またこちらは本来は一部ですが、四部合唱という合唱形式に編曲されています。
三宝和讃(さんぼうわさん)
仏さまと、仏さまの教えと、仏さまの教えを守り伝えるものを三つの宝と称しそれらを讃えるご詠歌です。
全体的に明るい陽旋平調という曲調ですが途中で陰旋黄鐘に転調しています。「尽くるまで」という箇所です。
耳に馴染みやすい旋律を二部合唱で唱えています。詩も良くて私の好きなご詠歌の1つです。
youtubeの説明文を開くと歌詞の全文が載っています。

 

■ご詠歌の旋律と音階について

  • ・旋律について
  • 陽旋という明るめの音階律と陰旋という暗めの音階律の2つで分けられています。
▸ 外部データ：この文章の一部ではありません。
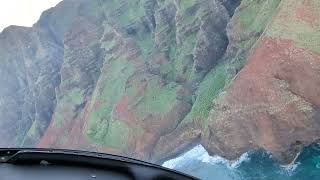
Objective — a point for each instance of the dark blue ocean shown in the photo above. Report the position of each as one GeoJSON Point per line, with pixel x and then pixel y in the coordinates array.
{"type": "Point", "coordinates": [256, 165]}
    陽旋ではこの音階を用いる、陰旋律ではこの音階を用いる、というように定まっていますが、転調して陽旋から陰旋になりまた陽旋にもどるということもあります。
    複雑で私も十分には理解出来ていませんので、わかる範囲で書いています。ご了承ください。
    さらに、以降はとても専門的な内容ですので興味のある方はご覧ください。
  • ・音階について
  • 十二律といい十二の音階を用いています。1オクターブを12で割っています。雅楽と同じです。
    初重(しょじゅう)から三重(さんじゅう)までの音階、つまり3オクターブの三十六律で形成されます。
    初重の黄鐘、二重の盤渉といった表現をします。(と言われましてもも「あ、この音だな」とは私は出ません…)
    古来に中国より伝わった音階ですが、中国名と日本名とで異なっていますので、日本で新たに名称がつけられたと思います。

    基本となる音は二重の黄鐘=A=ラの音です。

    京都は妙心寺の国宝「黄鐘の梵鐘」の音色が基準とされています。
    現在はご詠歌用の音階として分かり易く「一から十一」までの数字を当てはめています。
    二重の黄鐘のラは五という音になります。一以下の音、十一以上の音はそのままの名称で表現します。
    (初重の神仙・初重の盤渉など)

    但しこれはあくまで基本で基準の音なので、絶対音ではありません。人よっては声の高い低いや唱えやすい高さなどがあるので、「五」=「A」=「ラ」とせずにもっと低く出したりもっと高くだしても構いません。実際に男性ばかりで唱える時には1音低くしたり、女性ばかりで唱える場合はキーを1音高くしたり1音半高くしたりというような唱え方が認められています。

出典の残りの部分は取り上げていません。